Military officials said they had detained one soldier with the Army’s 5th Stryker Brigade, 2nd Infantry Division, which deployed last summer to Afghanistan’s Kandahar province. It isn’t known whether Morlock was that soldier.

The allegations center on as many as nine soldiers from the 5th Brigade at Forward Operating Base Ramrod, a remote outpost west of Kandahar city. The soldiers initially were under investigation for drug charges, officials said, but that led to allegations that the unit had taken part in the civilian killings, according to two officials familiar with the details.

If the allegations prove true, U.S. military credibility in southern Afghanistan could be undermined. The military is funneling soldiers to Kandahar as part of a campaign to weaken the Taliban’s hold on crucial parts of the province, and the case could make it harder to persuade skeptical Afghans to back the campaign.

The 5th Brigade moved into Kandahar last summer, when roadside bombs were taking a high toll on U.S. forces. Thirty-four soldiers from the brigade have been killed since August, including one last weekend. Seven were killed in October when their 21-ton Stryker vehicle hit a massive roadside bomb in one of the deadliest incidents for U.S. forces last year.

Morlock deployed to Afghanistan in July 2009 with his unit. It was his first deployment.

He entered the military in June 2006 and reported to JBLM in December 2006, after receiving initial entry training and advanced individual training at Fort Benning, Ga.

Parker said members of the 5th Brigade are in the process of returning home; some already have returned.

The charges against Morlock involve three events alleged to have occurred between January and May, Parker said.
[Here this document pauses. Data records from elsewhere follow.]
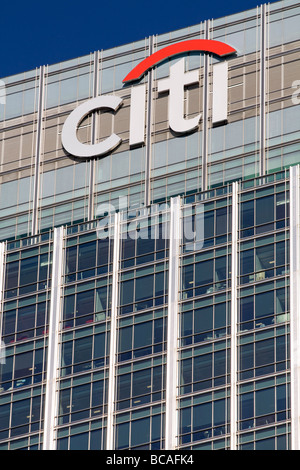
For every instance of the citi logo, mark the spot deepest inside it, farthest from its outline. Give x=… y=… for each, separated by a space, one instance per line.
x=174 y=85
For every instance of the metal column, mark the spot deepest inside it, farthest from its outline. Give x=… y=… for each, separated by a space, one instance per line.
x=51 y=400
x=295 y=304
x=113 y=336
x=233 y=323
x=171 y=424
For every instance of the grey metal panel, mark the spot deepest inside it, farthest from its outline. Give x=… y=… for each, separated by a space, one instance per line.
x=220 y=93
x=34 y=227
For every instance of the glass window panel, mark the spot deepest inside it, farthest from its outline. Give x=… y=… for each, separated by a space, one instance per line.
x=264 y=210
x=265 y=401
x=28 y=270
x=140 y=431
x=144 y=288
x=143 y=334
x=203 y=319
x=202 y=417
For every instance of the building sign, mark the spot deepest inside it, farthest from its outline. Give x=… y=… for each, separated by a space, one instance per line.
x=175 y=85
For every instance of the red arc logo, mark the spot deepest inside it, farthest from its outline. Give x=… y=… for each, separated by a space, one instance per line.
x=201 y=45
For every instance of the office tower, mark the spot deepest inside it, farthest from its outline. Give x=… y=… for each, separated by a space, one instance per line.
x=149 y=256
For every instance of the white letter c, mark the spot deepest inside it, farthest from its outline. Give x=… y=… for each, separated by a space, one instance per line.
x=69 y=138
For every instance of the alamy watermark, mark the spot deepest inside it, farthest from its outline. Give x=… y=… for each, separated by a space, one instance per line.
x=150 y=223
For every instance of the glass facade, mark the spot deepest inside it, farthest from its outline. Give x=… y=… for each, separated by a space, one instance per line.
x=148 y=298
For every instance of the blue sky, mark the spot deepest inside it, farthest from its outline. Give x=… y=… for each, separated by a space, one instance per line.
x=37 y=32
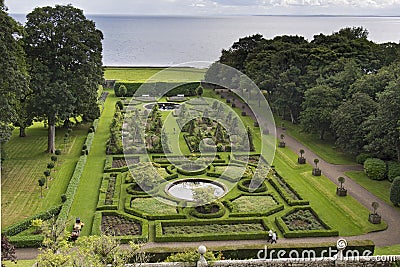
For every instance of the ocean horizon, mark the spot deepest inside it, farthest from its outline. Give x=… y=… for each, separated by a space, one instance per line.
x=160 y=41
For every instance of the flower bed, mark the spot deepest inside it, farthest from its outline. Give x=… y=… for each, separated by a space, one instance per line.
x=303 y=222
x=214 y=229
x=119 y=226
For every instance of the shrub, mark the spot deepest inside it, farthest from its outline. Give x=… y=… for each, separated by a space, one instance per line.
x=395 y=191
x=191 y=256
x=361 y=158
x=375 y=169
x=393 y=170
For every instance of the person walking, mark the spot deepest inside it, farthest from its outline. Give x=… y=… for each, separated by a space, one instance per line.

She said Criminal Investigation Command officials are continuing their investigation and that she had no other details.

Parker said other soldiers are being investigated in connection with the deaths, but she could comment only on Morlock because he is the only one who is back in the base’s jurisdiction.

If convicted of premeditated murder, Morlock could face life in prison or death, Parker said.